「法による平和」の危機(その1) 2002年8月19日

.11テロからまもなく1年になる。ブッシュ政権の「暴走」はとどまるところを知らない。「そこまで言うか」「そこまでやるか」の数々。例えば、昨年3月、地球温暖化をめぐる京都議定書から一方的に離脱を宣言。世界中の顰蹙をかった。この8月、ツバルやナウルなど島嶼16カ国が、ブッシュ政権を批判した。これらの国々にとり、温暖化による海面上昇こそ「国家存亡の危機」にほかならない。地球温暖化対策は彼らにとっては「国家安全保障」なのである。だから、国際的な温暖化対策の足を引っ張るブッシュ政権は、まさに「安全保障上の敵」ということになる。また、ブッシュ政権は、国際刑事裁判所(ICC)の立ち上げにも抵抗している。この5月にはICC設立のローマ条約への署名を撤回するとともに、米国人を裁判所に引き渡さないことを約束させる二国間協定締結を各国に迫っている。イスラエルとルーマニアは早々と二国間協定を結んだが、ノルウェーはこの要求を拒否。EU諸国にも反対の空気が強い。これに対してブッシュ政権は、協定を結ばない国には軍事援助を停止すると通告したという。まさに恫喝である。

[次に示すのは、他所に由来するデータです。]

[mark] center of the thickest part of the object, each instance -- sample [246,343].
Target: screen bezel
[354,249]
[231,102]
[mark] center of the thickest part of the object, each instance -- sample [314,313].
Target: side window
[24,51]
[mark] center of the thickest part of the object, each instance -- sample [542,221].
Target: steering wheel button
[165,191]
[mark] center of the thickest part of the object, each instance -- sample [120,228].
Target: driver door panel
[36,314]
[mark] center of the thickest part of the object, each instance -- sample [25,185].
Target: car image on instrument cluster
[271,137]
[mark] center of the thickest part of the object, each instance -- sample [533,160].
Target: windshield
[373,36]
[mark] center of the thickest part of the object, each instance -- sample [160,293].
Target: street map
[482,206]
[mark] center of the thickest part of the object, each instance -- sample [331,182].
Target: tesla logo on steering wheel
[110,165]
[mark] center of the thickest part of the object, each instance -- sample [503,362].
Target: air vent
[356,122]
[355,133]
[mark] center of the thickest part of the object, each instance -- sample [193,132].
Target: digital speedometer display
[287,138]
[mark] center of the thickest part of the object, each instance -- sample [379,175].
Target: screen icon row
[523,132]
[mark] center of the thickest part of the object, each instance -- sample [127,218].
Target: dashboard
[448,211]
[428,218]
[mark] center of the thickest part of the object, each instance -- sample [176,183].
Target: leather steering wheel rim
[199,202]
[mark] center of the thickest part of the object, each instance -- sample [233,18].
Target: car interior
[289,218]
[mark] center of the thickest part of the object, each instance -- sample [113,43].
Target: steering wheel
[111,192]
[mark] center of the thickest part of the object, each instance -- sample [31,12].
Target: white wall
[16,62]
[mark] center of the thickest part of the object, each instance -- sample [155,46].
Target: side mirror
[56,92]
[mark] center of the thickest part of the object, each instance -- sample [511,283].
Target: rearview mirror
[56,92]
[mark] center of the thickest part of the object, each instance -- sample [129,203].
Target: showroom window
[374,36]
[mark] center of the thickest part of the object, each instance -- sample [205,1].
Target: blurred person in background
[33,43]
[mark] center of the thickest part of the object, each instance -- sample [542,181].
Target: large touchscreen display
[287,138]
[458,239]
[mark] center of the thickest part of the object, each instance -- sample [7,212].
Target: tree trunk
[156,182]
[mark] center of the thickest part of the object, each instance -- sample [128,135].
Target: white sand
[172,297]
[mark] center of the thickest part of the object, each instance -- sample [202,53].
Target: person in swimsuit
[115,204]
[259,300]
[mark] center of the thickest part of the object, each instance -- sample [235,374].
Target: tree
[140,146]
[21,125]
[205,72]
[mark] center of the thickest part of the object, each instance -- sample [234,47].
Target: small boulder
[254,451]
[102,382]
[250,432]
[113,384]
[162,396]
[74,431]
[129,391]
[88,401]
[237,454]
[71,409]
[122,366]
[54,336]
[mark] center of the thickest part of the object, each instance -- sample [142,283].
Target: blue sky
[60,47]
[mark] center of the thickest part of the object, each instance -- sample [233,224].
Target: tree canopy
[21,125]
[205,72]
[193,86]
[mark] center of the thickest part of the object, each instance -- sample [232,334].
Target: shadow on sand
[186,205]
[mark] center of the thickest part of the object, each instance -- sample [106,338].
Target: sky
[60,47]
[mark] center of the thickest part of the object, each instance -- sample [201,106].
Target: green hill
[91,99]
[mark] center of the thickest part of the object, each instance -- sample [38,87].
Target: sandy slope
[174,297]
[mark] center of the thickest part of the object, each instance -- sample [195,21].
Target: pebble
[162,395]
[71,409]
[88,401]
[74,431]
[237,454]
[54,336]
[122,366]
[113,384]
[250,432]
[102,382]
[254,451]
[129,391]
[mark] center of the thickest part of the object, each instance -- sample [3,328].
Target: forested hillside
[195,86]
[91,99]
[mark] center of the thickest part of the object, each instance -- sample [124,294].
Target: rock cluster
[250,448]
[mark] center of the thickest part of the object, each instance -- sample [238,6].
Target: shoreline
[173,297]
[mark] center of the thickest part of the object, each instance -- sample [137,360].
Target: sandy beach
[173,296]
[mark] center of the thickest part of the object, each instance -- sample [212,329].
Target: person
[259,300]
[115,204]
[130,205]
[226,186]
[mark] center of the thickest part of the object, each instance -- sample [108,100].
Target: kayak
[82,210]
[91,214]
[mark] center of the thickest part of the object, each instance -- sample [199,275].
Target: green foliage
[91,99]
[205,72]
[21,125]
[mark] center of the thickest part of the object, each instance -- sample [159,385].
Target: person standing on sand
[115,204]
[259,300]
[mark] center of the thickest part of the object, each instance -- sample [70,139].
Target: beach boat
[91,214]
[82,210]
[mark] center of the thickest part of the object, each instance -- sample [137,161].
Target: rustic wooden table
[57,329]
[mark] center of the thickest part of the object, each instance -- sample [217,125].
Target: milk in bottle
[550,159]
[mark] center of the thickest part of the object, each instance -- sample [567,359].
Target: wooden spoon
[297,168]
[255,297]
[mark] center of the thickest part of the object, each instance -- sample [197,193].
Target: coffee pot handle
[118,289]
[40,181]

  こうした傲慢・横柄な姿勢を、ブッシュ自身の国語力不足に起因する「言い間違い」が加速している。例えば、今年2月18日、日米首脳会談後の記者会見でのこと。ブッシュは「不良債券問題やデバリュエーション〔通貨切り下げ〕を話し合った」とやり、東京外国為替市場が敏感に反応した。市場関係者の間に「円安誘導をしたのでは」との噂が走り、円売り、ドル買いに動いた。数十分後、米国政府から正式に、大統領の発言は「デフレーションの言い間違い」との発表があり、円安へのブレは数十銭単位でおさまったという(『朝日新聞』2月9日付経済面)。議会でも、「われわれは決して間違わない」というところ、「われわれは間違うであろう」とやった。あまり報道されなかったが、ことが戦争に関わることだけに、笑ってすませる問題ではない。本当は「言い間違い」などではなく、この人物の存在そのものが間違いなのだが、ここでは立ち入らない。「世界の警察官」と言われてきた米国は、今や、自国の利益を害するおそれありと判断した国や人物を自ら「処分」する「世界の警察官兼検察官兼裁判官兼死刑執行人」になろうとしている。独立宣言や合衆国憲法によって、世界に立憲主義や法の支配の考え方を広めてきた米国。それがいま、法を破る先頭に立っているのだ。「法による平和」の破壊者としての役回りは来週の「直言」で述べることにして、今回は米国内の話をしよう。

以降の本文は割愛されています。